Mehmet Özay 20.09.2021
Afganistan’da yaşanan siyasal gelişme, bu ülke kadar, bu ülkenin içinde yer aldığı iddiasındaki inanç evreni ve bu inancı benimsemiş toplumlar ile Batı başta olmak üzere geniş küresel kamuoyu tarafından takip ediliyor.
Bu ülkede olan biten güç-güçsüzlük; zafer-yenilgi
ekseninde değerlendirilebileceği gibi; hangi inanç özellikleri ile niçin bu
inanç özelliklerinin var olduğu gibi daha temelli, felsefi ve tarihsel
bağlamlar üzerinden de ele alınabilir. Bu noktada, mevcut siyasi rejimin kendi
ayakları üzerinde durabilmesinin siyasal, ekonomik ve toplumsal şartları hiç
kuşku yok ki, üzerinde durulmaya değerdir.
Zafer-yenilgi açmazı
Bu noktada, iki husus üzerinde durmakta yarar var. İlki, Batı’nın
özelde ABD’nin Afganistan topraklarında çekilmesinin bir yenilgi olduğu
hususudur. İkincisi, karşı tarafın diyelim ki, Taliban’ın zaferi olarak
yorumlamak ilk görünüşte doğru gibi gözüküyor.
İlkiyle ilgili olarak…
Taliban rejimi bugün Afganistan’da yeniden gücü ele
geçirmesi, kazanımlar noktasında bir başarıya işaret ediyor.
ABD-NATO birlikteliğine ve uzun erimli askeri
varlıklarına; Afganistan toplumundan seçkin kitlelere yönelik eğitim ve dönüşüm
projelerine rağmen, bugün bu hazırlanmış kitleden ortada pek kimsenin
esamesinin okunmaması doğru. Askeri açıdan bakıldığında, bugün söz konusu işgal
sürecinin bir yerinde yer almış ABD’de emekli generaller bile başarısızlığı
ortaya koyarak, sivil siyasilerin sorumluluğuna gönderme yapıyorlar.
Aşağılanan ABD
Doğru, ABD hiç ummadığı bir aşağılanma ile karşı karşıya…
Ancak unutulmamalıdır ki, ABD’nin kaybetmesi bir ilk değil.

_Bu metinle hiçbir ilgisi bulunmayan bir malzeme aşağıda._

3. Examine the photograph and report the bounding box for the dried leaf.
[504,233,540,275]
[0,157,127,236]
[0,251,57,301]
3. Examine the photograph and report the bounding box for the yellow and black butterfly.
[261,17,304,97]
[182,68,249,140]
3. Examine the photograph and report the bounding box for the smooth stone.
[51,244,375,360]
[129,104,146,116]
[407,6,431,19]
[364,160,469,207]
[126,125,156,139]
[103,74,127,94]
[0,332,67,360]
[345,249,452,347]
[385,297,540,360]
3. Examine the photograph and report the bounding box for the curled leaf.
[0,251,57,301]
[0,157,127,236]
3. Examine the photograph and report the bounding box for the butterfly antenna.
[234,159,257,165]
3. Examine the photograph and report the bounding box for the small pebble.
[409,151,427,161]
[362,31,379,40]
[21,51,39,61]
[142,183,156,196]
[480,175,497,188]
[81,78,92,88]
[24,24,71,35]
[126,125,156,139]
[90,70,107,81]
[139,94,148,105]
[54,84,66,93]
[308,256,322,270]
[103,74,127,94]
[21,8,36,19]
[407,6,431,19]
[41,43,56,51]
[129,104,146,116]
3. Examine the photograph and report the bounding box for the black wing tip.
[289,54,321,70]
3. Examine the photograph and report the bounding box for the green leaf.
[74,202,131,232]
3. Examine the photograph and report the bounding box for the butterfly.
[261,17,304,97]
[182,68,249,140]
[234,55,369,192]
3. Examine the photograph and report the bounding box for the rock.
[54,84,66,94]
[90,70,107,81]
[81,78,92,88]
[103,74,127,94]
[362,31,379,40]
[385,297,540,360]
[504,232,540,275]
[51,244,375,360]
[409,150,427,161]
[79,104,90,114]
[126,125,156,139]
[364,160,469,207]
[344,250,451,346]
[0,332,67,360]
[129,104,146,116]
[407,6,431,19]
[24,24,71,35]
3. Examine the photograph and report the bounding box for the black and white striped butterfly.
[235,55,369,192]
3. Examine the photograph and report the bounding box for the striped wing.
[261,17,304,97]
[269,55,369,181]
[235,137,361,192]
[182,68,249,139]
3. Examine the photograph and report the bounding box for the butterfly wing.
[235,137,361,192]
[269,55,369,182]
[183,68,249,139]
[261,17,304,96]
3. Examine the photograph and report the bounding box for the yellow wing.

Öncelikle… ABD’nin küresel ünü zaten son altı yıldır
büyük ölçüde tahriş olmuştu... Dış etkilerden ziyade veya bunlar bir yana,
sabık başkan Donald Trump’ın katkısını(!) unutmamak gerekir. Trump politikaları,
sadece ABD’nin küresel ününü değil, son döneminde yaşandığı üzere Amerikan
toplumsal barışını bile ne denli tehlikeye atabileceğini açık seçik ortaya
koymuştu.
ABD’nin yenilgisi olgusu… ABD, pılısını pırtısını alıp
Afganistan topraklarından çekilmesi elbette çok uzun tartışılacak bir konu.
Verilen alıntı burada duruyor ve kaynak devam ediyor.